A three-judge SC bench comprising Chief Justice Ranjan Gogoi, Justice Deepak Gupta and Justice Sanjiv Khanna will hear the pleas.
Meanwhile, Rajeev Kumar is said to have moved the Calcutta High Court against the issue.
A political firestorm raged on Monday as Mamata Banerjee's sit-in protest against CBI's bid to question Kolkata police chief in chit fund scam cases entered the second day, with the West Bengal Chief Minister declaring her agitation to save the "Constitution and country" will go on and she was ready to face the consequences.
Virtually all opposition parties rallied behind Banerjee's direct confrontation with the Modi government, even as the BJP called it an "alliance of corrupt" and Home Minister Rajnath Singh told Parliament that developments in West Bengal were indicative of a "breakdown of the Constitution".
Trinamool workers took to streets burning effigies of Prime Minister Narendra Modi and BJP chief Amit Shah and blocked trains, while the BJP lined up its top leaders to step up the counter-offensive against Banerjee and other opposition leaders.
The ripple effect of political tremors in West Bengal were felt in several state capitals, as Banerjee's combative posturing on the issue drew support from several regional satraps trying to sew up an anti-BJP alliance ahead of Lok Sabha polls, expected in April-May.

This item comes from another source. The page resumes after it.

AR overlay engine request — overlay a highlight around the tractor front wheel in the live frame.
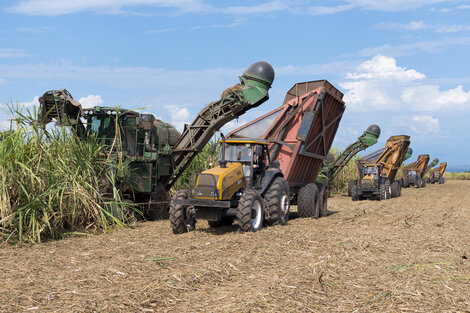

"This is a satyagraha and I'll continue (it) till the country is saved... Constitution is saved," the firebrand TMC boss said at the protest site.
The tense standoff between the CBI and the Kolkata police for the second day echoed in Parliament and led to a washout of the proceedings following opposition protests.
"There may be breakdown of Constitution in West Bengal...Under the Constitution, the central government has been vested with the power to maintain normalcy in any part of the country," Singh told Lok Sabha.
"Whatever happened on Sunday indicates constitutional breakdown," he said.
Singh also sought a report from Governor Keshari Nath Tripathi which was promptly sent by Raj Bhavan. "I do not have any grudge against any individual. But I am angry over the way institutions are being destroyed and misused," Banerjee told the gathering at the protest venue.
She said it was her government that arrested Saradha chairman Sudipta Sen and claimed Rs 250-300 crore was returned to the duped depositors.
The alleged ponzi scams at Saradha and Rose Valley groups are at the centre of what has become a major political controversy now, as the BJP leaders have alleged that the ruling party leaders in West Bengal have been among major beneficiaries of fraudulent collection of money.